The KSCUs are exchangeable for shares of CBL common stock on a one-for-one basis and will be issued at a value of $47.50 per underlying share of common stock. Any common stock repurchases by CBL to offset the issuance will be funded through the company’s available cash and lines of credit.

In early October, CBL closed on $452 million in five new fixed-rate loans to pay off $289.5 million in loans that were maturing at higher interest rates and to pay down its lines of credit. CBL chief executive Charles Lebovitz said the the move will save the company money on interest and, by paying down credit lines, will provide the company with additional capcity to complete future acquisitions.
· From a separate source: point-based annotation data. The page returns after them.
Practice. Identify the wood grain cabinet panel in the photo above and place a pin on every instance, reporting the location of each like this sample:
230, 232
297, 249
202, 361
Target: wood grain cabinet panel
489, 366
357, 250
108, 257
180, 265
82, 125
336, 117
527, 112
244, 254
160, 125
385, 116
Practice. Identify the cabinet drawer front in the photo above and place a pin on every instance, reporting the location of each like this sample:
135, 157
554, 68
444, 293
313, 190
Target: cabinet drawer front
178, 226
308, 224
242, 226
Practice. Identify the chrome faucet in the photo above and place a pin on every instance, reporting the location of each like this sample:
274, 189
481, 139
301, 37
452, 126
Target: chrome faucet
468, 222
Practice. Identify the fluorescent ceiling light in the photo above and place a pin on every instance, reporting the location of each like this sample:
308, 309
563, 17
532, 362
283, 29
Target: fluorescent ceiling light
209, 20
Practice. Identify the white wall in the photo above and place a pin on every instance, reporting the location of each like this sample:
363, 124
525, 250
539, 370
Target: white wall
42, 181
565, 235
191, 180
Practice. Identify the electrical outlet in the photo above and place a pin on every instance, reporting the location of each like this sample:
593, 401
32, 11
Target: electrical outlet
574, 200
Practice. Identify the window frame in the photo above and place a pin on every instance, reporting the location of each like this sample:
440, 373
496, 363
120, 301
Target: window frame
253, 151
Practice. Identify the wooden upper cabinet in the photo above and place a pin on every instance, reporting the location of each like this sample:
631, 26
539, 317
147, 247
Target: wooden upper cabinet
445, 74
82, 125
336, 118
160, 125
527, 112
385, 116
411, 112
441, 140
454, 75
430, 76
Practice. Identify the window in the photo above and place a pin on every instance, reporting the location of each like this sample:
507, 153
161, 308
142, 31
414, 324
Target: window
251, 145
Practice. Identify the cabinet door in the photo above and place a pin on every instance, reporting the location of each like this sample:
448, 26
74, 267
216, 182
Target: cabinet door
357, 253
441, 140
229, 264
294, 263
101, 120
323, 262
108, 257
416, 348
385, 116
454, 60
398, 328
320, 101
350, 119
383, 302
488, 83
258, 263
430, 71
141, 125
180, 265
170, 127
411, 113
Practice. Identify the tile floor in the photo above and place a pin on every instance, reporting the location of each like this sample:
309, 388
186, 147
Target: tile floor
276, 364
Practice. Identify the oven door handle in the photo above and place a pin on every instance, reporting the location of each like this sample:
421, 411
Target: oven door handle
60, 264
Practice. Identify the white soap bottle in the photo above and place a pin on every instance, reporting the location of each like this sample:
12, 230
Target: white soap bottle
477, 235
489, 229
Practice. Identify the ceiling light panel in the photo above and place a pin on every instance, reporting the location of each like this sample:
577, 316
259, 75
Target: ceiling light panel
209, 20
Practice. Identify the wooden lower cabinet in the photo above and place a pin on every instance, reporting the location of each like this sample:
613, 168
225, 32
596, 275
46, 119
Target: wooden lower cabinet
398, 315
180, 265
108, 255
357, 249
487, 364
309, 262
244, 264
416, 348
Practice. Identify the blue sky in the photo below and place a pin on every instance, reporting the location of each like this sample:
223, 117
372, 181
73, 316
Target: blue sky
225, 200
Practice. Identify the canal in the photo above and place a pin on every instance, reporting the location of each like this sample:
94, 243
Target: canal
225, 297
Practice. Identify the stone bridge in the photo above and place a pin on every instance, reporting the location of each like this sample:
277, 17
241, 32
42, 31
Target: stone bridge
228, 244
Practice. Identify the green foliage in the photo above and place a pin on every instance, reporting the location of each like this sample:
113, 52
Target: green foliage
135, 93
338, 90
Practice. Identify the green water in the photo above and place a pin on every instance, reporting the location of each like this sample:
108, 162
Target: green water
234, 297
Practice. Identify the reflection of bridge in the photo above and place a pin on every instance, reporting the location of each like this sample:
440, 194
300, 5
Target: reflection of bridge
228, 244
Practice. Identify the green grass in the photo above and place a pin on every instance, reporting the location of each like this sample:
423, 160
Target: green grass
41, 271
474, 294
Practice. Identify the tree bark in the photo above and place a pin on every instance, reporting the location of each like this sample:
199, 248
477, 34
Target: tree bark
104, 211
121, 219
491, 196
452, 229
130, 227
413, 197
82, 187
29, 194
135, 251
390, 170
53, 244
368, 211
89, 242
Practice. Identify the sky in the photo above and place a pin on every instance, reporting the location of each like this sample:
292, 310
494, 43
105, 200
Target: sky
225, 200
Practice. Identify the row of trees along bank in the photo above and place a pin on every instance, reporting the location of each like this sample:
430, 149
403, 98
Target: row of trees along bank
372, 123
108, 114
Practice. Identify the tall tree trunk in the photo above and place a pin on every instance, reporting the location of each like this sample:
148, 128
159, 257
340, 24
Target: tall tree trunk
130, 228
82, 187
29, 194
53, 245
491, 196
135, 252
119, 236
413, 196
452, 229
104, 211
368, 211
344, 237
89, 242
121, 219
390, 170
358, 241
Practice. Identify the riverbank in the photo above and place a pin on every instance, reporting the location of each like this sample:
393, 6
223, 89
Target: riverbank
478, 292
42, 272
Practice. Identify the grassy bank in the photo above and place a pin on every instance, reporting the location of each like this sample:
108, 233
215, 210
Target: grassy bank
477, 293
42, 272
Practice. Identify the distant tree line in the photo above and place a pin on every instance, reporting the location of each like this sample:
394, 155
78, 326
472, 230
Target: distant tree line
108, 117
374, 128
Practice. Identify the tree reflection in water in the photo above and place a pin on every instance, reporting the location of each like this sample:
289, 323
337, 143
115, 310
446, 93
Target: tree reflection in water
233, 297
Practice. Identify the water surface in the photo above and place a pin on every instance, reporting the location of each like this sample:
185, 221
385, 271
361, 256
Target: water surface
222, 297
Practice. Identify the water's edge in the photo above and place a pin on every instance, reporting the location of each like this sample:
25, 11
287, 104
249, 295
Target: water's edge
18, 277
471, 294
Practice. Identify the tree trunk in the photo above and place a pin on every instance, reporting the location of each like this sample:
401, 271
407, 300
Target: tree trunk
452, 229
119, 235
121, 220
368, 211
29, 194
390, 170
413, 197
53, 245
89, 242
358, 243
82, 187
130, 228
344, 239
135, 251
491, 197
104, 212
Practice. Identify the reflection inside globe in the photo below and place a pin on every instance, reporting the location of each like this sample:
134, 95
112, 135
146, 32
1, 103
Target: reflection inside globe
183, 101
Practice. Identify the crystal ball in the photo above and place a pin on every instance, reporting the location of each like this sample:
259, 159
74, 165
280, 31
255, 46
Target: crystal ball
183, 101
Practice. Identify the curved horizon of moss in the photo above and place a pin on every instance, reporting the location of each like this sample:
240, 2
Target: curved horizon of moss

The seven loans being paid off had a weighted average interest rate of 7.0% and were maturing over the next 18-months. The new loans are ten-year non-recourse with a weighted average interest rate of 5.0%. CBL’s IR director Katie Reinsmidt told GlobeSt.com that as of June 30 the interest rate on its lines of credit were 4.26%. As part of the transaction, CBL incurred a one-time charge of approximately $5.4 million for prepayment penalties and the write-off of unamortized deferred financing costs. The charge will be included in GAAP Net Income and FFO in the fourth quarter 2005.

Inmid-October, CBL announced it has agreed to acquire 3 million sf of retail space in three malls in the Midwest for $516.9 million. The properties are Oak Park Mall in the Kansas City area, Hickory Point Mall in Decatur, IL and Eastland Mall in Bloomington, IL. The transaction is expected to close this month.

The initial blended cap rate, based on income in place and after management fees and a structural reserve, is estimated at 5.7%. The company expects to fund the acquisition with $79.3 million of cash, the assumption of approximately $386 million of new long-term, fixed-rate non-recourse mortgage debt, and the issuance of $51.7 million in KSCUs of the company’s operating partnership. CBL expects to issue approximately 1.09 million units at a value of $47.50 per unit. The units will pay a dividend at a rate of 6.0% of the issue price for the first two years following the close of the transaction and 6.25% thereafter.

CBL is the fourth largest mall REIT in North America and the largest owner of malls and shopping centers in the Southeast, ranked by gross leasable area. CBL owns, holds interests in or manages 68 million sf in 124 properties in 24 states, and has an additional1.1 million sf under construction in three new centers and two expansions.